Meeting of the Parliament 29 March 2017
Not just now.
The oddest thing then was that everything went quiet for months. However, we discover that the deal is off: cue more outrage at us from the Scottish Government. However, what was strange was that the Scottish Government had not even picked up the phone to the Chinese. If it mattered that much, why was no effort made? However, that did not stop the fury about the deal that was off, with Scottish Government members condemning us while sitting idly at their desks in the Government’s tower.
I mentioned that SinoFortone had invested in Wales: £2 billion for two green power stations in Anglesey and Port Talbot, which would generate electricity from plant waste to power homes and grow prawns and vegetables. There was also a reported £700 million takeover bid for Liverpool Football Club and £100 million towards a £3.2 billion Hollywood-style Paramount theme park in Ghent planned by a Kuwaiti family. The group also claimed to be involved in London’s Crossrail company, holiday parks in Cornwall and the Lake District, a proposed science park in Cambridge and regeneration schemes in Huddersfield and Stoke-on-Trent.

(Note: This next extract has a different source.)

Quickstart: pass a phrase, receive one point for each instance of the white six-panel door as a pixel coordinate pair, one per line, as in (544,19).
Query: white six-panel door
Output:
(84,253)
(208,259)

However, here is the sting in the tail: all of that has come to nothing—zilch. It was all media puff to create an impression of financial strength and credibility. It was reported by The Independent that the First Minister’s signature had given confidence in SinoFortone to the people at Liverpool FC who were looking for an investor. Mr Zhang generated a cloud of publicity in one part of the country to build credibility to sign a deal in another part, which would help with the next deal. All the way along, the group gathered up schemes that it had absolutely nothing to do with. The Scottish Government was part of that sham because it had not bothered to check. The only purchase that SinoFortone seems to have completed is that of a £2 million pub—The Plough, at Cadsden in Buckinghamshire—and even that was funded by a loan from the taxpayer-backed Royal Bank of Scotland.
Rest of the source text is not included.